I haven’t written a new post in a while. My original goal was to make sure I had at least one new post a month. Life got overwhelming early this year, and it was all I could do to keep up with the must-do list. Many of my other life goals had to be postponed for a while.
I recently started looking at Reddit posts, mostly for pictures. I expanded my groups to include my fan interests in the Beatles and Star Trek, and then I added some transgender groups.
One night last week, I was flipping through Reddit as I watched TV. The ftm posts were all celebrating a few months on T, the first changes, the new hair on the chin. I chuckled to myself, and said, well, let’s show these boys what 22 years looks like. I flippantly took a selfie and calculated my time in grade, as it were.

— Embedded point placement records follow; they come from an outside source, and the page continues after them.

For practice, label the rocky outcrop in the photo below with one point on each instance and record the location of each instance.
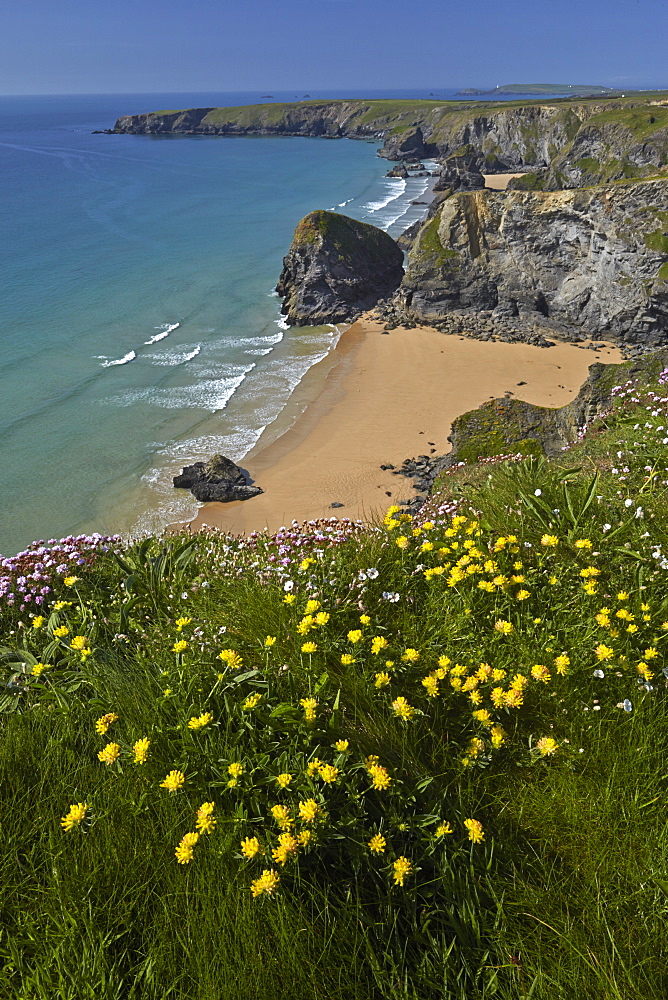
(511, 426)
(218, 479)
(336, 269)
(580, 142)
(595, 260)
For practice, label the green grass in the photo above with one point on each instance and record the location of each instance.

I have been overwhelmed by the responses to the post.
I really shouldn’t be overwhelmed. I remember how alone I felt. The first tenuous steps into an email list was the first contact – and I was already working full time by then. I was on T for a year, in my twenties, before I met another man like me. I know how much one of the younger “Camp Born This Way” kids crowed when he was 6 years old and knew that he was “just like me.” I still get chills when I think how life altering that moment must have been.
#RepresentationMatters. We all need to share our humanity. We need to see ourselves in others in such a way that proves that our perception of our most fatal flaws do not doom us to failure and misery – and we all need to recognize that divine spark that exists in each of us, despite our flaws.